La misura 122 sull'accrescimento del valore economico delle foreste si è dimostrato uno strumento inadeguato alle esigenze del territorio, soprattutto per la percentuale di contribuzione del sostegno pubblico, insufficiente a motivare l’adesione, tanto più in anni di crisi economica.

Un altro aspetto negativo ha riguardato la “burocrazia”, che è stato l’elemento caratterizzante dell’attuazione dell’intero PSR 2007-2013, tanto da renderne ostica la gestione sia dal punto di vista dei potenziali beneficiari, sia dal punto di vista della gestione. Fra gli esempi negativi più evidenti per la gli aspetti forestali sono stati la misura 125 sulle infrastrutture connesse allo sviluppo e all'adeguamento dell'agricoltura e della selvicoltura, la misura 225 sui pagamenti silvo-ambientali e la misura 221 sul primo imboschimento dei terreni agricoli.

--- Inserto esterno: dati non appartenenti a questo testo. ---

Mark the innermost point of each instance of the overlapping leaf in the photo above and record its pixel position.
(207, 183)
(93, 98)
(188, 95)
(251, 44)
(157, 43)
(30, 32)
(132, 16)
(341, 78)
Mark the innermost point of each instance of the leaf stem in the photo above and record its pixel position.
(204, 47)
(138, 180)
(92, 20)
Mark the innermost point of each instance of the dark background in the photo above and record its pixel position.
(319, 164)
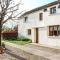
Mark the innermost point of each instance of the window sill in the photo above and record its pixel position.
(54, 36)
(52, 14)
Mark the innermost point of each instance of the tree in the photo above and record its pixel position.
(7, 12)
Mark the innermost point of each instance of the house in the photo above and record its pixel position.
(42, 24)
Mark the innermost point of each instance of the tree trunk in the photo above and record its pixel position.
(0, 31)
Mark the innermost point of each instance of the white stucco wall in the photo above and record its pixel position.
(34, 22)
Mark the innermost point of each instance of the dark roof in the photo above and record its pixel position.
(39, 8)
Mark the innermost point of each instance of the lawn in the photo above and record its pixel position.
(19, 42)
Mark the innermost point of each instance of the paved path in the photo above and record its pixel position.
(11, 53)
(33, 51)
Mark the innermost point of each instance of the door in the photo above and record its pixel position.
(36, 35)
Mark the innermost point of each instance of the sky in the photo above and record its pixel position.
(28, 5)
(31, 4)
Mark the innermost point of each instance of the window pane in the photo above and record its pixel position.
(50, 33)
(55, 28)
(51, 28)
(29, 31)
(55, 33)
(41, 16)
(59, 30)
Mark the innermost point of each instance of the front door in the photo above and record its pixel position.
(36, 35)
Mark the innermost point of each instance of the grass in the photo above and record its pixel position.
(19, 42)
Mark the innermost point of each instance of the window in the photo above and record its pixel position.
(26, 19)
(54, 30)
(41, 16)
(52, 10)
(59, 6)
(45, 10)
(29, 31)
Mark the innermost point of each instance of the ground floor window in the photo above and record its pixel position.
(54, 30)
(29, 31)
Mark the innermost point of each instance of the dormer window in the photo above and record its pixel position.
(53, 10)
(45, 10)
(26, 19)
(59, 6)
(41, 16)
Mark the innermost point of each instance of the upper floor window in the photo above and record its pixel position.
(54, 30)
(41, 16)
(26, 19)
(29, 31)
(45, 10)
(52, 10)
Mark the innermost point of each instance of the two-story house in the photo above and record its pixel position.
(42, 24)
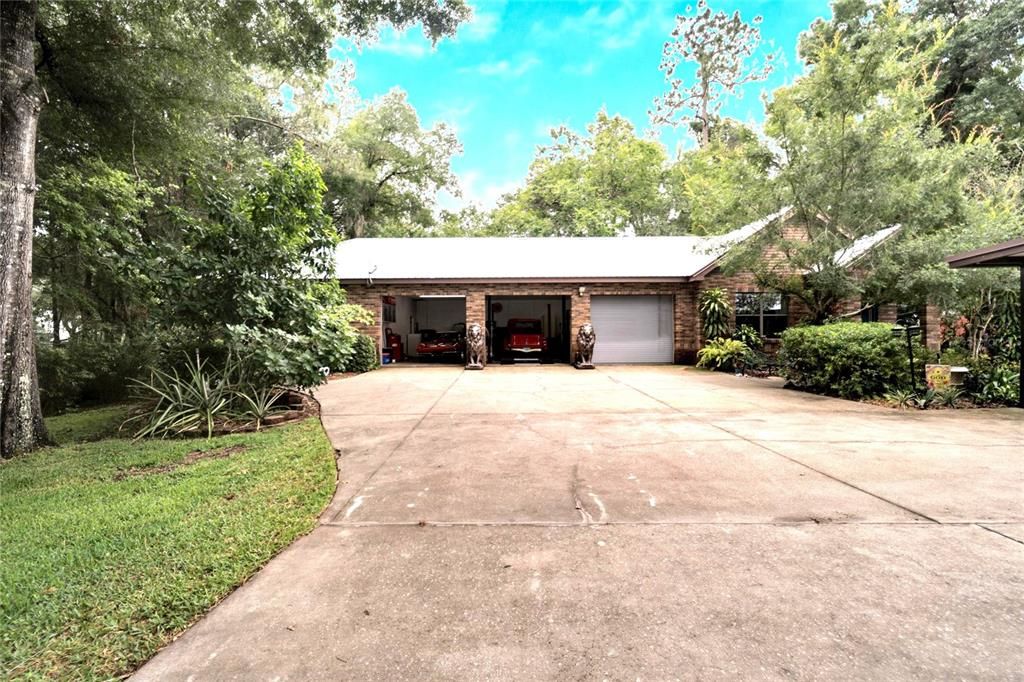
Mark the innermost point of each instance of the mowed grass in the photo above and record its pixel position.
(108, 549)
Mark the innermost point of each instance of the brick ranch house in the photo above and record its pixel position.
(640, 293)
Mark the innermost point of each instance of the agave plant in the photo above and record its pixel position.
(716, 313)
(901, 397)
(190, 400)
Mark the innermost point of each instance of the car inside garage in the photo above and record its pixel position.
(633, 329)
(424, 328)
(528, 329)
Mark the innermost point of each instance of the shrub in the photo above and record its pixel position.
(724, 354)
(181, 402)
(849, 359)
(716, 313)
(901, 397)
(365, 355)
(949, 397)
(991, 382)
(91, 368)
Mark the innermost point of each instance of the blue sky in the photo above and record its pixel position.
(521, 67)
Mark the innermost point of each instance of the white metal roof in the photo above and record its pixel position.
(537, 257)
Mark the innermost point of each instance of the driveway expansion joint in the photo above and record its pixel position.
(344, 508)
(776, 453)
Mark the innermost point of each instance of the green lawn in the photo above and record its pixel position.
(111, 548)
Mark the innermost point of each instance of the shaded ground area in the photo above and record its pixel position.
(637, 522)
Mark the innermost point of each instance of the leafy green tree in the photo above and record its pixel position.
(126, 82)
(255, 276)
(384, 171)
(723, 184)
(978, 68)
(722, 47)
(606, 182)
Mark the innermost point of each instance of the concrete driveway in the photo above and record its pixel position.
(636, 522)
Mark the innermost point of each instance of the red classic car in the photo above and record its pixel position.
(524, 338)
(442, 344)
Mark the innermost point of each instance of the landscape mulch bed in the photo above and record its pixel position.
(190, 458)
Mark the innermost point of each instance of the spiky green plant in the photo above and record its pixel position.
(716, 313)
(258, 403)
(179, 402)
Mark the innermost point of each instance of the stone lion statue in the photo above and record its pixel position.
(585, 346)
(476, 347)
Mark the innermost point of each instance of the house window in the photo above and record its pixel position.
(764, 311)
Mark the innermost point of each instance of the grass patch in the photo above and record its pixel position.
(113, 547)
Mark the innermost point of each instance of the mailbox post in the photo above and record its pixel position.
(908, 325)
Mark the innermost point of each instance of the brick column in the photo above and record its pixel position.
(476, 308)
(370, 299)
(580, 315)
(686, 325)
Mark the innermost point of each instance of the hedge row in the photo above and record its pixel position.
(849, 359)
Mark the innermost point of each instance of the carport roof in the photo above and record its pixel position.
(540, 258)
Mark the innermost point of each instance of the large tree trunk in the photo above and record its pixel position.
(22, 426)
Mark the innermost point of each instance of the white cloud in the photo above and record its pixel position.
(505, 69)
(456, 114)
(480, 28)
(621, 28)
(586, 69)
(482, 196)
(408, 43)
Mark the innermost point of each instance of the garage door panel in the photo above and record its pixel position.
(632, 329)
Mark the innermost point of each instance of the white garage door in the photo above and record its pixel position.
(632, 329)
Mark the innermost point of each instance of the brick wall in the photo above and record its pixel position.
(686, 296)
(476, 294)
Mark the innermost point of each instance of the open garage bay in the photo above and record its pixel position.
(637, 522)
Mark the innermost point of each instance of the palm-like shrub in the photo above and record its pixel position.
(723, 354)
(750, 336)
(365, 356)
(194, 399)
(256, 403)
(716, 313)
(849, 359)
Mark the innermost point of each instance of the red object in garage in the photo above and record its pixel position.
(393, 343)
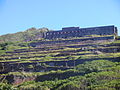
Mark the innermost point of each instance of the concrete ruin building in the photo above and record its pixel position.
(81, 32)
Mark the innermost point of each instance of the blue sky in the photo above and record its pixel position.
(19, 15)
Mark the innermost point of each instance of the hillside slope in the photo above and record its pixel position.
(79, 63)
(28, 35)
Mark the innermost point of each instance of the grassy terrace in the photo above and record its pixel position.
(56, 53)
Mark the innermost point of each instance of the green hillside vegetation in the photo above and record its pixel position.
(28, 35)
(84, 65)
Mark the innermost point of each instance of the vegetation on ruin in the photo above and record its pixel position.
(87, 65)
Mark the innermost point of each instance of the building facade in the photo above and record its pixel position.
(80, 32)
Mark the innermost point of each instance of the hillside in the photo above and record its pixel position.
(28, 35)
(78, 63)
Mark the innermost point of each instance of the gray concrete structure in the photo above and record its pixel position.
(80, 32)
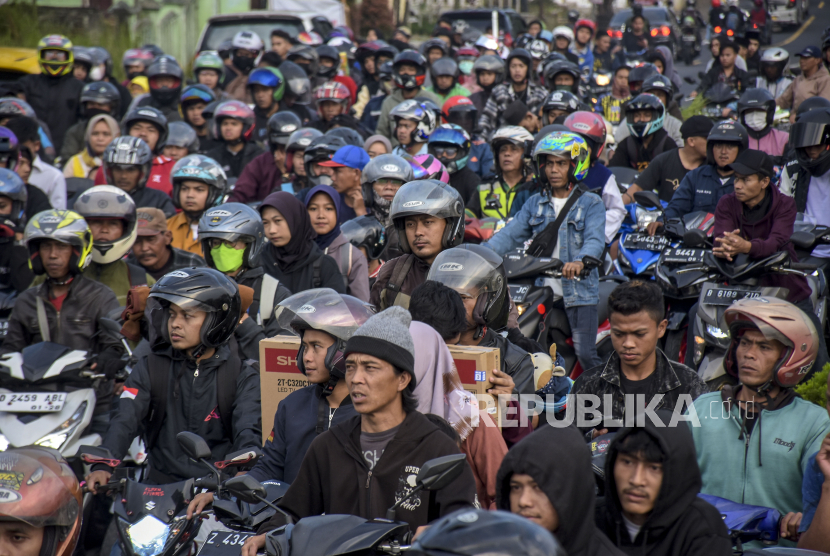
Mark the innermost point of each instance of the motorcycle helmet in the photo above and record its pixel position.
(477, 272)
(65, 226)
(645, 101)
(236, 110)
(450, 140)
(409, 82)
(430, 197)
(811, 129)
(203, 289)
(101, 92)
(165, 66)
(109, 202)
(324, 309)
(128, 151)
(418, 113)
(489, 62)
(209, 61)
(51, 43)
(267, 77)
(182, 135)
(42, 491)
(366, 232)
(514, 135)
(778, 320)
(567, 145)
(756, 100)
(147, 114)
(590, 127)
(470, 532)
(726, 131)
(298, 85)
(233, 222)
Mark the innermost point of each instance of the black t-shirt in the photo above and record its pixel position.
(663, 175)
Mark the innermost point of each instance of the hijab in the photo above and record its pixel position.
(325, 240)
(438, 386)
(302, 234)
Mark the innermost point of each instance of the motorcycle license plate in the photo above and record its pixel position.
(683, 255)
(645, 242)
(32, 402)
(727, 296)
(224, 543)
(518, 293)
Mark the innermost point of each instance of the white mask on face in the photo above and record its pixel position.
(756, 120)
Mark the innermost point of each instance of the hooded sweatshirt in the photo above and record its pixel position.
(559, 461)
(681, 524)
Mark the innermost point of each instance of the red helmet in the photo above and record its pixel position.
(237, 110)
(591, 127)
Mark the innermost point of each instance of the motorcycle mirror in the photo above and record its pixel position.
(648, 199)
(193, 445)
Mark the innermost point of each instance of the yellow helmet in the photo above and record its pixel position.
(55, 68)
(65, 226)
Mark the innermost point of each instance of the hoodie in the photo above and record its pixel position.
(681, 523)
(559, 461)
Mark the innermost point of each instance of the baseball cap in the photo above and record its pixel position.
(810, 52)
(753, 162)
(151, 221)
(349, 156)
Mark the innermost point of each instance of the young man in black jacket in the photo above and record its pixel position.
(363, 466)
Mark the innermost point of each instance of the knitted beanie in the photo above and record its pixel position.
(386, 336)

Sulla capacità complessiva del PSR di incidere sullo sviluppo del comparto forestale hanno invece pesato maggiormente in senso negativo i seguenti aspetti: lo “scollegamento fra misure”, ossia l’impossibilità di coordinare fra di loro le diverse tipologie d’intervento, rinunciando così ad approcci di tipo “territoriale” o “di filiera” solo limitatamente compensati dall’ Asse Leader, e la mancanza di strumenti regionali integrativi delle politiche europee, che ne ha messo in evidenza le carenze e ha impedito di cogliere opportunità di sviluppo.

A proposito del PSR, quali settori della meccanizzazione sono stati trainanti dei lavori forestali?

Sicuramente la produzione di biomassa per scopi energetici è un settore che, seppur lentamente, è in continua crescita e caratterizza sempre più lo sviluppo del comparto forestale piemontese. Si traduce, dal punto di vista degli investimenti, nella realizzazione di nuovi impianti (sia di micro-cogenerazione, sia di mini reti di teleriscaldamento) e di macchine specifiche per la produzione del cippato. All’interno di questo settore si affaccia, con luci ed ombre, la produzione locale di pellet, che resta però per ora a livelli poco incisivi. Un altro aspetto specifico della meccanizzazione forestale piemontese è legato alla pioppicoltura, nella quale sono spesso impiegati escavatori dotati poi delle attrezzature specifiche (testate) per l’abbattimento e la depezzatura. La selvicoltura “tradizionale” vede nella maggior parte dei casi l’impiego di macchine poco specializzate (trattori adattati all’uso in bosco) anche se le attrezzature ad essi collegate (rimorchi, bracci caricatori, verricelli) sono ormai specializzate per i lavori forestali. Sono comunque piuttosto diffusi gli impianti a fune (spesso anche innovativi: carrelli motorizzati e stazioni motrici mobili non sono rarità) e sono stabili nelle imprese di maggiori dimensione le macchine più specializzate (porteur).

Quali interventi forestali possono ancora essere valutati con richiesta di preventivo dalle imprese forestali, durante la fiera Boster Nord Ovest?

La misura 8.6 del PSR è dedicata in modo specifico alle imprese boschive sostenendo, con contributi al 40%, l’acquisto di macchine e attrezzature per l’esecuzione di interventi selvicolturali. Il bando 2017 ha messo in gioco 5 milioni di euro di contributi pubblici, che corrispondono ad un investimento, da parte dei beneficiari di almeno 12,5 milioni: la scadenza per la presentazione delle istanze di contributo era ad inizio aprile. Le domande pervenute, circa 70, consentiranno di esaurire la dotazione finanziaria e si farà ogni sforzo per poter chiudere la graduatoria, con l’indicazione degli aventi diritto al contributo, entro la data di svolgimento della fiera BOSTER, in modo tale da valorizzarne al massimo il ruolo commerciale.